Once the cross-validation process was finished, we trained the most promising models (using the adjusted parameters) on the whole training dataset and submitted our predictions for the Test 1 and 2 sets. After checking the partial results displayed in the leader board, we kept using only the models that were exhibiting the best performance. Table 4 and Table 5 show our main results in the two tracks.

However, let us recall that the scores shown in the leader board were computed using only 10% of the total test sample. Thus, focusing too much in increasing those scores might have led to an overfitting problem, where the model would yield accurate predictions for that 10% subsample while failing to generalize to the remaining 90% of the data. This is precisely what we wanted to avoid by performing an exhaustive cross-validation of the models prior to the submissions.

7.2. Results

Table 4 lists the track 1 results for the different models and feature selection methods (described in Section 4.3) that we explored. For the Test 1 dataset, the best results were achieved when using extremely randomized trees (ERT) and feature value distribution to perform feature selection. For the Test 2 dataset, the higher

F_{1}

-score was obtained with the model that combined LSTM and DNN networks and the same feature selection method as in the previous case.

In Table 5, we show the track 2 results. Here, we used a model based on conditional inference survival ensembles, and features were selected through the feature importance method.

It is interesting to note that, in both tracks, the Test 2 dataset yielded better results (higher

F_{1}

scores in Table 4 and lower errors in Table 5) for all the models and feature selection methods tested—a trend also observed in the results obtained by other teams. Recalling that the Test 1 dataset covered a period in which the game followed a subscription-based business model, whereas for Test 2 the game was already free-to-play, this suggest that machine learning models learn player patterns more easily in games that employ a freemium scheme.

From these observations, it is apparent that the ability of the models to generalize and adapt to evolving data, namely to learn from different data distributions, was essential in this competition. Due to this, we devoted much effort to perform a careful model selection and validation, which allowed us to clearly outperform all the other groups at the end—when the full test sample was used to obtain the final scores for each model—even if we were not at the top of the leader board.

7.3. Binary Churn Prediction (Track 1)

Besides the

F_{1}

score, we also used the receiver operating characteristic (ROC) curve and the AUC measure to provide a more exhaustive validation.

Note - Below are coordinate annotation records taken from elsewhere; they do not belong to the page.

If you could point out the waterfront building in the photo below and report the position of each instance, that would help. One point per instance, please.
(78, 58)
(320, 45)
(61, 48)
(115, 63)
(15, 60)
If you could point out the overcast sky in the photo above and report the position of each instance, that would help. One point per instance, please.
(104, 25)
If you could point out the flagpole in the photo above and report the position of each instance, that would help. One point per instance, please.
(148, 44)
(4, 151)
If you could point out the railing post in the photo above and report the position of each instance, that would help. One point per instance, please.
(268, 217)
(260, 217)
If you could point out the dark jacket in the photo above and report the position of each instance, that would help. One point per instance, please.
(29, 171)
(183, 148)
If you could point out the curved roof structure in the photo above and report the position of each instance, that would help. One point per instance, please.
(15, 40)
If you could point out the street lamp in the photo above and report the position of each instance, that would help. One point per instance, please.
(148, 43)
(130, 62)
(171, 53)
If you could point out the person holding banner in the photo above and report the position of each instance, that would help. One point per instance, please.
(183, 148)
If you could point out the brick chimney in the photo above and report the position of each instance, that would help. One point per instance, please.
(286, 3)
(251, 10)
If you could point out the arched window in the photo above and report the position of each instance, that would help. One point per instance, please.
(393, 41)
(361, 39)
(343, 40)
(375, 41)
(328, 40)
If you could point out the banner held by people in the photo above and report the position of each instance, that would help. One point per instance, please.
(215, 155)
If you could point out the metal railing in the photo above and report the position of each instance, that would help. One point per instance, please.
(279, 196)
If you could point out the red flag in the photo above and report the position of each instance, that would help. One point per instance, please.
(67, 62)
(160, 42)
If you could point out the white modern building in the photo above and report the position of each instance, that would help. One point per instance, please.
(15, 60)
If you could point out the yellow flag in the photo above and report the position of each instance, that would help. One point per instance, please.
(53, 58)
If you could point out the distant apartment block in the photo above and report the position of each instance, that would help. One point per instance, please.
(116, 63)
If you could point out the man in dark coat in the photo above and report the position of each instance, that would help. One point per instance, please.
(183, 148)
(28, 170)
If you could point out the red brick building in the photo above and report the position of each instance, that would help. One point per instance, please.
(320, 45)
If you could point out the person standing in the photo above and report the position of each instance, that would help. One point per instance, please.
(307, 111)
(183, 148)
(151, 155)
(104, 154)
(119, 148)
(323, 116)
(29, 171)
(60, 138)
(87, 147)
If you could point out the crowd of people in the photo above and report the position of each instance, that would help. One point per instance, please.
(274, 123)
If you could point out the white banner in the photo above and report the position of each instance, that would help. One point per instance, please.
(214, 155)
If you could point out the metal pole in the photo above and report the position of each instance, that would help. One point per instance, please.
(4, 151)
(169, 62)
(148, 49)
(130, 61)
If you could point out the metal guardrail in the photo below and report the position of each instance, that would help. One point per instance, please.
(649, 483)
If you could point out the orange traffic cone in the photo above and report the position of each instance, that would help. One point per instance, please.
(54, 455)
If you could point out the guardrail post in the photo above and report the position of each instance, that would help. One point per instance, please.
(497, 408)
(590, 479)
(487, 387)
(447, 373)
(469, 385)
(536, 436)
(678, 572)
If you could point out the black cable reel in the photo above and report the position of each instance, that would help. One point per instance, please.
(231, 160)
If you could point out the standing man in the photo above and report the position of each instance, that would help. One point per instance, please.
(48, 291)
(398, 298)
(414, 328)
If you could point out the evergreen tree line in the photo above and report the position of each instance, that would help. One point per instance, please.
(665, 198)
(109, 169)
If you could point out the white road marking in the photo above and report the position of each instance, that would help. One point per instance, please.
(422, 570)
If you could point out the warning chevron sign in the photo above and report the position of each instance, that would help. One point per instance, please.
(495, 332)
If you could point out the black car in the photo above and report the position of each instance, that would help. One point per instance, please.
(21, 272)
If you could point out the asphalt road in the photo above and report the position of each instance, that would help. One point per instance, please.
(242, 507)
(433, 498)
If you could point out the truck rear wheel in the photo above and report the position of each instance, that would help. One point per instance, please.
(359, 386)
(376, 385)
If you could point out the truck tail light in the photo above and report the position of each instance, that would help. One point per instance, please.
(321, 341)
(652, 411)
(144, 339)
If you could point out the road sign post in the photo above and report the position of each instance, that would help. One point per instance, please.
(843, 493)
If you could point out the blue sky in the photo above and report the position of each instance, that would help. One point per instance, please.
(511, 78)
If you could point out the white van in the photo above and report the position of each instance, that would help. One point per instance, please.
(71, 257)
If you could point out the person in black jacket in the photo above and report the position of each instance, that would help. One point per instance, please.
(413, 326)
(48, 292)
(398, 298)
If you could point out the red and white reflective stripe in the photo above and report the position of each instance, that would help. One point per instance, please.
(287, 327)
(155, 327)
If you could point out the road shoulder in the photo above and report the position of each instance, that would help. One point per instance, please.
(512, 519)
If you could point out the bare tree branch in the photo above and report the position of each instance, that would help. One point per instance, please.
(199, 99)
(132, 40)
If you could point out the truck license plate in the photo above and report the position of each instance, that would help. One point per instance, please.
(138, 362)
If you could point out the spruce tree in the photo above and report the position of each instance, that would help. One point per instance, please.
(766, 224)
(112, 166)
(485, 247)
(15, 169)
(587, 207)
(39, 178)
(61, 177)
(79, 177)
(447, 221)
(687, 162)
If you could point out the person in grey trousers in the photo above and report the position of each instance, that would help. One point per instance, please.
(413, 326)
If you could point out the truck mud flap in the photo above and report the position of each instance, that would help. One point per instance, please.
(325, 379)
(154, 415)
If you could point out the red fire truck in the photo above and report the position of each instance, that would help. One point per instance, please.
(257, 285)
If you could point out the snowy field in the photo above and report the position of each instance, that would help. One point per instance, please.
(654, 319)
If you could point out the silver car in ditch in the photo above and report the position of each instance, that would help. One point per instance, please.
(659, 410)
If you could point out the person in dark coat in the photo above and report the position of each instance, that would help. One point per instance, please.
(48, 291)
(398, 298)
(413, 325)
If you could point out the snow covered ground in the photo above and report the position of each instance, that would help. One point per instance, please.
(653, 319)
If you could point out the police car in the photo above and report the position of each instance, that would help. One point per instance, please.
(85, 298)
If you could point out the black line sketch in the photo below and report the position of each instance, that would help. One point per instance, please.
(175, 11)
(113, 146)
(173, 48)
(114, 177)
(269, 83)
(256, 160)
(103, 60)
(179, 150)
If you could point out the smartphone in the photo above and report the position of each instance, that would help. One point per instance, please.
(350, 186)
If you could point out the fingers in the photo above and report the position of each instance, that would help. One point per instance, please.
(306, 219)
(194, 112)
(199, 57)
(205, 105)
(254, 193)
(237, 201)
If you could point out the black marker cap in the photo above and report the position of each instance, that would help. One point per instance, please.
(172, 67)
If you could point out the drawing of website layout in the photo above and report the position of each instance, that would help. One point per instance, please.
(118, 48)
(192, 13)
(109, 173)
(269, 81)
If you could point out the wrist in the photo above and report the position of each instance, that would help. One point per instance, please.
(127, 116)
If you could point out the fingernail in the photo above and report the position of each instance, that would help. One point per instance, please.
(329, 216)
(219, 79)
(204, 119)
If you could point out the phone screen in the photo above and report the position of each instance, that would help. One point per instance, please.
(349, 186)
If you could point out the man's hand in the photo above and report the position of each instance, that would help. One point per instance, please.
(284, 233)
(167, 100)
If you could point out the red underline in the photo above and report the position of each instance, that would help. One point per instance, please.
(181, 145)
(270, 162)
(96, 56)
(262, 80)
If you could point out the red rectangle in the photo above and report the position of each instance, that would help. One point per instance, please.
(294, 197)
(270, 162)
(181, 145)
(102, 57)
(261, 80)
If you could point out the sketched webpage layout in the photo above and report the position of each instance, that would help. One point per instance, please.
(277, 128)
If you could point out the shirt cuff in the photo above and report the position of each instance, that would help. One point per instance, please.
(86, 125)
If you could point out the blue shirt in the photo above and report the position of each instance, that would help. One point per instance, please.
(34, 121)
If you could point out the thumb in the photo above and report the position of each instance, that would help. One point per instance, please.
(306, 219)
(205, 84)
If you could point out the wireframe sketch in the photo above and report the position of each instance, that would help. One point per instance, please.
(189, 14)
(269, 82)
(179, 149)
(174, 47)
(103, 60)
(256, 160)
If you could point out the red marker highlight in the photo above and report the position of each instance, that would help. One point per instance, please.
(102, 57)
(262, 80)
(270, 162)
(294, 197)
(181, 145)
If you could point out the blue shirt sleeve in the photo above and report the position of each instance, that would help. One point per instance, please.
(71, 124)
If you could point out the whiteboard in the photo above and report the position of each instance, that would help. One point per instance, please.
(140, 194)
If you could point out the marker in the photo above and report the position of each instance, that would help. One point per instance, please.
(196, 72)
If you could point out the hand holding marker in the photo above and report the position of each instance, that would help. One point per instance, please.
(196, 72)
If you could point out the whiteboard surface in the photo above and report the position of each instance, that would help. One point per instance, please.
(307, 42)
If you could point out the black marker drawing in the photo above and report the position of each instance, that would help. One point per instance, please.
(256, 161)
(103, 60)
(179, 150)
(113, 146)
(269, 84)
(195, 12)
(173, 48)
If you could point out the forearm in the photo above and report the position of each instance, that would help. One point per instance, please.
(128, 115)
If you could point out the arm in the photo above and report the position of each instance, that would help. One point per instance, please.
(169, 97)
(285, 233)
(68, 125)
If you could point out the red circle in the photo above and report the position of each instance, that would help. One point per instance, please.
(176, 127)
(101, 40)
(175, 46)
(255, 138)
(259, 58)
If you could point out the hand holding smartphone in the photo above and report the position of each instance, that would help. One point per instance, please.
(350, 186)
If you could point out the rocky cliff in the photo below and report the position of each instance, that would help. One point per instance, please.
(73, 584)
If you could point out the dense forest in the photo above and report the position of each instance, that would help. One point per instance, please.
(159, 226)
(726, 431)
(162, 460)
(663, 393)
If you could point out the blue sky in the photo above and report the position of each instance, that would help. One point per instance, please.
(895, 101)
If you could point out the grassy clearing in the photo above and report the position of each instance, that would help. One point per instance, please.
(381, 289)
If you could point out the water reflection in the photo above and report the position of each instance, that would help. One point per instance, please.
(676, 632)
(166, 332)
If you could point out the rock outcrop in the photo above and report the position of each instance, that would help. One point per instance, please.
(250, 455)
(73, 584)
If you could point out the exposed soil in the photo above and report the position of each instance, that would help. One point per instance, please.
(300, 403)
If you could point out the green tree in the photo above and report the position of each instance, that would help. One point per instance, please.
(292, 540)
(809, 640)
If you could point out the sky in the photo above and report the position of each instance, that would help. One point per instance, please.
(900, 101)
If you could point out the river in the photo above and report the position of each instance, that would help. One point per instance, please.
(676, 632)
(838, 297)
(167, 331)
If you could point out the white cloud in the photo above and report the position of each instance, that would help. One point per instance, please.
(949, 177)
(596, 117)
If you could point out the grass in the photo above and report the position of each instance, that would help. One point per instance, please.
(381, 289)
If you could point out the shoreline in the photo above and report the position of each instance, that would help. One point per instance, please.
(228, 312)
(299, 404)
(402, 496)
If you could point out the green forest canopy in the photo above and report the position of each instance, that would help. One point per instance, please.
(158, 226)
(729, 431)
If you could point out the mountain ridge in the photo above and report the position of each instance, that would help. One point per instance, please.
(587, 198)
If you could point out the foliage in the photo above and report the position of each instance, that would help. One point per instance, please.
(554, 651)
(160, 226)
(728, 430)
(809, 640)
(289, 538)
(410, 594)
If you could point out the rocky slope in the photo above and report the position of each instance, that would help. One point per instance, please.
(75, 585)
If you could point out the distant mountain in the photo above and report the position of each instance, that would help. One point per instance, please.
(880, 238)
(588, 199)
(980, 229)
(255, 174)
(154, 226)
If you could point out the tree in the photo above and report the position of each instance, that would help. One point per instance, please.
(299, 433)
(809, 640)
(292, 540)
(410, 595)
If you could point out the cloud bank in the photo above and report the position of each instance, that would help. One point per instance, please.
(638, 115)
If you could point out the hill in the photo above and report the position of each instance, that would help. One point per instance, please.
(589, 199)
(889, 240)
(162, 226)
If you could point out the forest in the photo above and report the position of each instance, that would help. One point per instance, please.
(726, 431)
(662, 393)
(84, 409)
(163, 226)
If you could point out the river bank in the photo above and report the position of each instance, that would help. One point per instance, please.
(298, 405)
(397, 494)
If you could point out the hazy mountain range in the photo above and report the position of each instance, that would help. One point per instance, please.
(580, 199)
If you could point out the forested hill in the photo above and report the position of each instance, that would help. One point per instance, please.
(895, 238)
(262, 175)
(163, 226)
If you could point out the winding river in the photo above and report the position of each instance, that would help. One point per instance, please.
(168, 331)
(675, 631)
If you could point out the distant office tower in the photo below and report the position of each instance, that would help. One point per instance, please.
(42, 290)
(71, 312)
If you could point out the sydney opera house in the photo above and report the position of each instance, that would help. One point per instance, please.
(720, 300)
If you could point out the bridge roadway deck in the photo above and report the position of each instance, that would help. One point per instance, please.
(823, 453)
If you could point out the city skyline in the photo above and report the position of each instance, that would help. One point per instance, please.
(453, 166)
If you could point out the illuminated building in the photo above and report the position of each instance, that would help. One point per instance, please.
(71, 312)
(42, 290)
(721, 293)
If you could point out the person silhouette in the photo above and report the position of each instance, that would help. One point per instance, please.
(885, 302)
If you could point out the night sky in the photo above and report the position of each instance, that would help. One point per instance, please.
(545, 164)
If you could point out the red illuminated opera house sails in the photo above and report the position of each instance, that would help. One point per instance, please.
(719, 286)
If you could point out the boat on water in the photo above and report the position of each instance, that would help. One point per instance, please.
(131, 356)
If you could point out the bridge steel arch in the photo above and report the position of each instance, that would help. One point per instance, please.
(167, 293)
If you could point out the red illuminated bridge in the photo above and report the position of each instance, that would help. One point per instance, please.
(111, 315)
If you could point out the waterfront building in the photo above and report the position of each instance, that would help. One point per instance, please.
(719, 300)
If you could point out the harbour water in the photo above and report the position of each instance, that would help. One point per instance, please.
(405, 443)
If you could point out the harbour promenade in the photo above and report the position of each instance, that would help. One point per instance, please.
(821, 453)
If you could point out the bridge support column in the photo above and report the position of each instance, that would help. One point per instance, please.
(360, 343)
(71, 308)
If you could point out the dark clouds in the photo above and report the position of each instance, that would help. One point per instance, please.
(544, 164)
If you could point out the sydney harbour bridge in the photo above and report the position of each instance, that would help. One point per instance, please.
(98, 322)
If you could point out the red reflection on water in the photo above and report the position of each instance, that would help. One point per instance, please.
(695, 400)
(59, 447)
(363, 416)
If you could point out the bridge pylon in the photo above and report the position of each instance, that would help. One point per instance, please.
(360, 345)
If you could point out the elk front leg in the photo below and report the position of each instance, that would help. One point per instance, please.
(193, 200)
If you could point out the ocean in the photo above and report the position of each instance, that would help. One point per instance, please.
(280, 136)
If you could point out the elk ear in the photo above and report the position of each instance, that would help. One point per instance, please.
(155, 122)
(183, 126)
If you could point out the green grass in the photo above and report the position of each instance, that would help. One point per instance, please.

The ROC curve is constructed by representing the true positive (accurately predicted positive samples) and false positive (misclassified negative samples) rates, and the AUC is just the area under the ROC curve [45].

7.4. Survival Time Analysis (Track 2)

In the case of track 2, the outcome is the overall survival time of the player in the game. In addition to the

RMSLE

measure, we evaluated the mean absolute error (MAE), root mean squared error (RMSE) and integrated Brier score (IBS). The MAE describes the average deviation of the predicted value with respect to the actual value. The RMSE has the same expression as the RMSLE (see Equation (4)) but without taking logarithms. Finally, the IBS is an evaluation measure specifically formulated for survival analysis [46,47] that provides a final score for the error estimation of the survival time outputs.

8. Discussion and Conclusions

The models that led us to win both tracks of the Game Data Mining competition hosted at the 2017 IEEE Conference on Computational Intelligence and Games were based on long short-term memory networks, extremely randomized trees, and conditional inference survival ensembles. Model selection was certainly key to our success in track 2, which involved predicting the time for each player to churn (i.e., leave the game), as we were the only group that employed a model well-suited to deal with censored data. Since censoring is inherent in churn, adopting a survival model gave us a decisive advantage.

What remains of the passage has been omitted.